Ivalu was produced by Rebecca Pruzan and Kim Magnusson, and touches on taboo topics such as incest, rape and suicide. In the short, young Ivalu has disappeared, leaving her sister Pipaluk desperate to find her. She explores Greenland’s icy landscape alone, with a single raven staying close by and seemingly giving her direction. Her father, on the other hand, expresses little concern over Ivalu’s disappearance, and the viewer ultimately learns of his dark secret.
Photo: Director Anders Walter
The cast features newcomers Mila Heilmann Kreutzmann (Pipaluk) and Nivi Larsen (Ivalu). Greenlandic actor Angunnguaq Larsens portrays their father.
“The structure of Ivalu is quite different from my other films,” Walter explains. “The film relies a lot more on tone and mood than my previous works, and editing became quite a challenge, as there were many ways to go about the structure for the film. I have never spent so much time editing a short, trying multiple storylines and insisting on keeping the structure open. I wanted the film to feel like a piece of poetry, where you slowly get sucked into the tone and mood, and less a feeling of a linear story.
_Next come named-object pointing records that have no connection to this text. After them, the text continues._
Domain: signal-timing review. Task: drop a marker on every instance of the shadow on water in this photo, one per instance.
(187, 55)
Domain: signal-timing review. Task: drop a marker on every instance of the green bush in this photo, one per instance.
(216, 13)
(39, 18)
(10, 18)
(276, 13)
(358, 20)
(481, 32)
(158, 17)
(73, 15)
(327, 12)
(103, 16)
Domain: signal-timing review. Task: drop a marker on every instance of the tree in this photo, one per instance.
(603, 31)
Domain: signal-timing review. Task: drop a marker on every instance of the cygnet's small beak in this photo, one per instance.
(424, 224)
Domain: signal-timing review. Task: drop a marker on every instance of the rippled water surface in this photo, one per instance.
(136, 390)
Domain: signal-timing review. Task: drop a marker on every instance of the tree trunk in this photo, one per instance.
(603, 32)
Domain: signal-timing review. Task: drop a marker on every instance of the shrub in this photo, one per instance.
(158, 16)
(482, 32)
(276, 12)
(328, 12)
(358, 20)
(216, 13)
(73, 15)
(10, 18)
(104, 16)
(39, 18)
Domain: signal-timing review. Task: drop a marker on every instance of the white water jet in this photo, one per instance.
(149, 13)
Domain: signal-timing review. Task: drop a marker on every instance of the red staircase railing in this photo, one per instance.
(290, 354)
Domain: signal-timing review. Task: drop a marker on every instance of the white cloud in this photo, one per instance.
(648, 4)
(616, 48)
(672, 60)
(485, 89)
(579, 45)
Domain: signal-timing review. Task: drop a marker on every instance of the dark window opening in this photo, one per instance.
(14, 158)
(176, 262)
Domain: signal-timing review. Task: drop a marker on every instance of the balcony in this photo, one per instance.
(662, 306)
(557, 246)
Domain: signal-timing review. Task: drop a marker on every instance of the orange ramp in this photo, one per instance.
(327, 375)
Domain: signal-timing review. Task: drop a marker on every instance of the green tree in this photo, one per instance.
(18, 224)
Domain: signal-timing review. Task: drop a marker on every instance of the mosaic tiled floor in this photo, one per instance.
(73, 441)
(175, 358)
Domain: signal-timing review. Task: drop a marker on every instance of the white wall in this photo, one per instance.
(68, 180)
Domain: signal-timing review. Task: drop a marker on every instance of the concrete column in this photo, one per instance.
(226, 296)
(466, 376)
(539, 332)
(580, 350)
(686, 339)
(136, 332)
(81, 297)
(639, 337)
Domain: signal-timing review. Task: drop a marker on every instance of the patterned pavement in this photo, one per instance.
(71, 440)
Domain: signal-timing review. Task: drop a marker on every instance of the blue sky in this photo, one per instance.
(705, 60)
So much of the poetry depended on Mila's voiceover. It had to feel almost hypnotic, and at the same time, the evolving suspense had to have a strong presence. That balance was extremely difficult, but I believe we cracked the code in the end.”
An Arriflex camera was used for the 10-day shoot, and vintage Russian prime lenses helped to give the imagery its somewhat distorted and soft feeling. Live-action footage of the ever-present raven was shot separately in the Czech Republic and added later in post. 3D elements of the bird were also used for smaller and distant perspectives.
“Nature plays such an important part in the story, and the vast nature helped the film elevate to a more poetic visual tale,” Walter concludes.